Antisemitism

Antisemitism

The root word Semite gives the false impression that antisemitism are directed against all Semitic people, e. g., Arabs, Assyrians and Arameans. The compound word Antisemiticus was first used in print in Germany in 1879 as a scientific-sounding term for Judenhass.

About Antisemitism in brief

Summary AntisemitismAntisemitism is hostility to, prejudice, or discrimination against Jews. A person who holds such positions is called an antisemite. Notable instances of persecution include the Rhineland massacres preceding the First Crusade in 1096, the Edict of Expulsion from England in 1290, the 1348–1351 persecution of Jews during the Black Death, the massacres of Spanish Jews in 1391, the persecutions of the Spanish Inquisition, the expulsion from Spain in 1492, the Cossack massacres in Ukraine from 1648 to 1657, various anti-Jewish pogroms in the Russian Empire between 1821 and 1906, the 1894–1906 Dreyfus affair in France, the Holocaust in German-occupied Europe during World War II, Soviet anti- Jewish policies, and Arab and Muslim involvement in the Jewish exodus fromArab and Muslim countries. The root word Semite gives the false impression that antisemitism are directed against all Semitic people, e. g., including Arabs, Assyrians and Arameans. The compound word Antisemiticus was first used in print in Germany in 1879 as a scientific-sounding term for Judenhass, and this has been its common use since then. In 1879 German journalist Wilhelm Marr published a pamphlet, Der Sieg des Judenthums über das Germanenthum. Vom nicht confessionellen Standpunkt aus betrachtet in which he used the word Semitismus interchangeably with the word Judentum to denote both  Jewry  and jewishness.
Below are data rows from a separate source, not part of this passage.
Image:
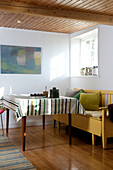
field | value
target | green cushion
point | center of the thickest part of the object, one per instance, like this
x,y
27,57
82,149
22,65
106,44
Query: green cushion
x,y
77,96
90,101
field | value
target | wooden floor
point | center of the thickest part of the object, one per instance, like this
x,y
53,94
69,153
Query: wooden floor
x,y
49,149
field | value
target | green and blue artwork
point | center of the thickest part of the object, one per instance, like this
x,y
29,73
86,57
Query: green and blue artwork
x,y
20,60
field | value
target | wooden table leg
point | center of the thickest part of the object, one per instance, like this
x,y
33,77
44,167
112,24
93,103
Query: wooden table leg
x,y
23,132
7,121
43,122
69,128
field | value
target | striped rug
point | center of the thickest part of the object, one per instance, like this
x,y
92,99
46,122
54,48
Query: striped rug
x,y
11,157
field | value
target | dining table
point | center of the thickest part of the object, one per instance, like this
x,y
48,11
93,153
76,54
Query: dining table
x,y
24,105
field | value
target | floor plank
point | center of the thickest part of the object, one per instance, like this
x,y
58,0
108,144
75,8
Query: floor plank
x,y
49,149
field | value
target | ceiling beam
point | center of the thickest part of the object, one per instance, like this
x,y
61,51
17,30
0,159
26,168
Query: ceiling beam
x,y
64,14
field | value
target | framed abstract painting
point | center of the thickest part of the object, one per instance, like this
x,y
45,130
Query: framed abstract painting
x,y
20,60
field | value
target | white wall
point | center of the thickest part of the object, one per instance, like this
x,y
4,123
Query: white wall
x,y
104,81
53,45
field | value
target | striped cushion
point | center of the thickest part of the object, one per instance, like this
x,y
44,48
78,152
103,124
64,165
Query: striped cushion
x,y
97,114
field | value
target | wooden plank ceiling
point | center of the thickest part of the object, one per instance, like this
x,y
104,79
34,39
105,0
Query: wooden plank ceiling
x,y
63,16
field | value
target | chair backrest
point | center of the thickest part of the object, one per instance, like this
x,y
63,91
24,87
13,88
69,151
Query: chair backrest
x,y
106,96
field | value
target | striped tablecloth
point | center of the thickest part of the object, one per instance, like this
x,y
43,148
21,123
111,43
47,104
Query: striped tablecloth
x,y
24,105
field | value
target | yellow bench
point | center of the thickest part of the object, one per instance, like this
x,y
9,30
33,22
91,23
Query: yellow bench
x,y
99,125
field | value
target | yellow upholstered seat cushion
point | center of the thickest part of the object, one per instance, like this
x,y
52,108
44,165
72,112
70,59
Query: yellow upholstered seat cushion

The pamphlet became very popular, and in the same year he founded the AntisEMiten-Liga, apparently named after the popular popular anti-Kanzler league. The league committed specifically to combating the threat to Germany and German culture posed by the Jews and advocating their forced removal from the country. So far as can be ascertained, the word ‘Anti-Semitism’ was recently used as a designation for a group of people who were opposed to the Jews as a people and to the Jewish spirit. The origin of ‘antisemitic’ terminologies is found in the responses of Moritz Steinschneider to the views of Ernest Renan. He used this phrase to characterise the French philosopher’s false ideas about how ‘Semitic races’ were inferior to ‘Aryan races’ in the phrase antisemitische Vorurteile. He coined the phrase ‘the Jews are our misfortune’ which would later be widely used by Nazis. According to Avner Falk, Treitschke uses the term ‘Semitic’ almost synonymously with ‘Jewish’, in contrast to Renan’s use of it to refer to a whole range of peoples, based generally on linguistic criteria. The term was originally used by its authors to’stress the radical difference between their ownantisemitism’ and earlier forms of antagonism toward Jews and Judaism.